Over the years, the Institute has collaborated with companies and industry leaders such as Chevron, Applied Materials, ENEL, Siemens, LAM, Air Products, Air Liquid, DuPont, Johnson & Johnson, Kodak, Lockheed Martin, Boeing, Campbell Soup, and many others.
Fridman’s master work, Plasma Chemistry, is considered by many to be the fundamental introduction to the chemistry of plasma science. It covers the major applications from electronics to thermal coatings, treatment of polymers to fuel conversion and hydrogen production, and plasma metallurgy to plasma medicine. It was published by Cambridge University Press in 2008, and updated in 2012.
“The public in this country does not really have enough knowledge of plasma,” said Fridman when asked for a working definition of the low-temperature ionized gas generally referred to as a fourth state of matter.
“When you see light and it isn’t Edison lamps, it’s plasma. The best example in nature is lightning. That’s plasma. Turn on your computer screen. What is the source of that light? That’s plasma. Plasma has a range of science applications in engineering, huge ones. It is all those technologies that are related to electronics – cell phones, lights, plasma screens on your computer and TV, and fluorescent lights.
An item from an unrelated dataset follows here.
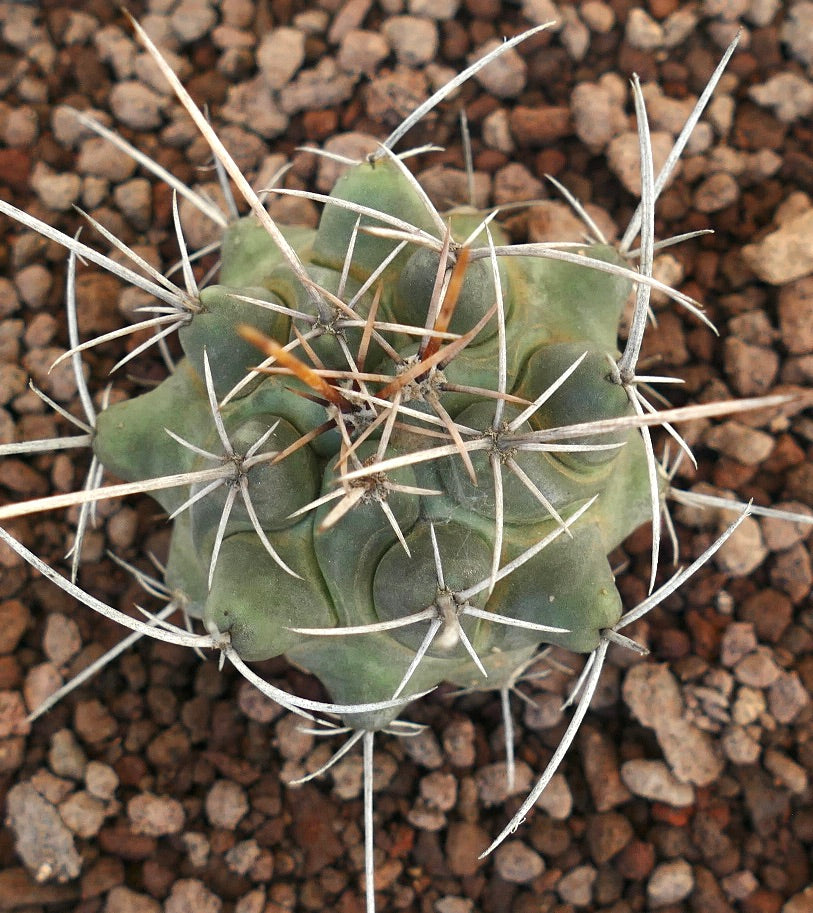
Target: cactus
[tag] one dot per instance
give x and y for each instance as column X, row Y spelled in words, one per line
column 423, row 479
“The technology that enables all these things today is plasma. When we are making computers, cell phones, televisions—about 95% of that technology is plasma technology.”
Fridman’s leadership at Nyheim also paved the way for the creation last year of the Center for High Pressure Plasma Energy, Agriculture and Biomedical Technologies with startup funding from the National Science Foundation. The Center is a vaunted industry/university cooperative research entity between Drexel, The George Washington University, and The University of Michigan. With a deeper understanding of plasma systems and how they interact with their environment, researchers at the Center will expand the use of low-temperature plasmas for applications in food processing, agriculture, fuel conversion, medical and industrial wastewater treatment, and other areas.
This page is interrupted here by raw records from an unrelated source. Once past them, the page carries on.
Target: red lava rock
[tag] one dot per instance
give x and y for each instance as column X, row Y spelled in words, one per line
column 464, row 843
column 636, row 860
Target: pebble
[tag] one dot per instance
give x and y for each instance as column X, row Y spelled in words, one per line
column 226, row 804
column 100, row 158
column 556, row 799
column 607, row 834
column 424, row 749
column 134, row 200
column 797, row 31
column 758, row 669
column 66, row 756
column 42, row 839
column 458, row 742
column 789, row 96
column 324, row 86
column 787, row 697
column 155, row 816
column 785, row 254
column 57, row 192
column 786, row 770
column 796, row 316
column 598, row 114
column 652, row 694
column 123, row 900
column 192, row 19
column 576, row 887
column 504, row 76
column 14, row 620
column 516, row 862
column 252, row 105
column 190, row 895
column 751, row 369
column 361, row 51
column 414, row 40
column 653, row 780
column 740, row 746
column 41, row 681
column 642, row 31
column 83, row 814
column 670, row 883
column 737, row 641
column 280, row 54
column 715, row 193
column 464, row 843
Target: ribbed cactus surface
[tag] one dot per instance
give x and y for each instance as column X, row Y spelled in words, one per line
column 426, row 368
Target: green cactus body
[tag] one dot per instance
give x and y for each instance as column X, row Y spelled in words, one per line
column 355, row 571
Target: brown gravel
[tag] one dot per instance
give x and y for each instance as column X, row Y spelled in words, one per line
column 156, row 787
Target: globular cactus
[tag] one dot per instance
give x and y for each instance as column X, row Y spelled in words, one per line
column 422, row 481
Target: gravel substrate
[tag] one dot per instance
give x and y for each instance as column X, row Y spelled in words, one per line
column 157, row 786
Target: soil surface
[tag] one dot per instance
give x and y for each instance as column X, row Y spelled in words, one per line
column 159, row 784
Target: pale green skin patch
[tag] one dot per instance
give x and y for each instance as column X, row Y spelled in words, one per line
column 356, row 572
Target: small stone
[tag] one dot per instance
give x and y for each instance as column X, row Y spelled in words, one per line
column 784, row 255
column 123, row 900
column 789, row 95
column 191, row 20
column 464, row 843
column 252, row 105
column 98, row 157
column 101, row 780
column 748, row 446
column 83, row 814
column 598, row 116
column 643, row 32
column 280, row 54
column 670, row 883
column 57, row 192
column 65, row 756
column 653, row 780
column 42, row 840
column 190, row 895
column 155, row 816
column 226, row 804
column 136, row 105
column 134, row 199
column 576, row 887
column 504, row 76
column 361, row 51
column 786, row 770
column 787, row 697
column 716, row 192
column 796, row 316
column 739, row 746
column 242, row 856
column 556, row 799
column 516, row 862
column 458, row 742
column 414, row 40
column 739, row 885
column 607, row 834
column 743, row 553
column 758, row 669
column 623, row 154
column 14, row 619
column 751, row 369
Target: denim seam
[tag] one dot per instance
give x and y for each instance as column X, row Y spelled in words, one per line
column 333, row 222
Gregory Fridman, co-director of Plasma BioMedicine Laboratory in the School of Biomedical Engineering, Science and Health Systems, a colleague at the Institute and Dr. Fridman’s son, said he was thrilled. “It is the highest honor that can be bestowed on a person in our field,” he said. “Looking at the list of recipients … Emil Pfender in 1995 was the first one ever. I have studied every single paper by that guy. These are the most accomplished people within our branch of science.”
Michael Keidar, the A. James Clark Professor of Engineering at The George Washington University, another colleague, stressed how deserving Fridman is of the award. “He is regarded as one of the founders of plasma medicine,” said Keidar. “His scientific contribution and service to the community as organizer of many international conferences has also significantly raised Drexel University’s profile.”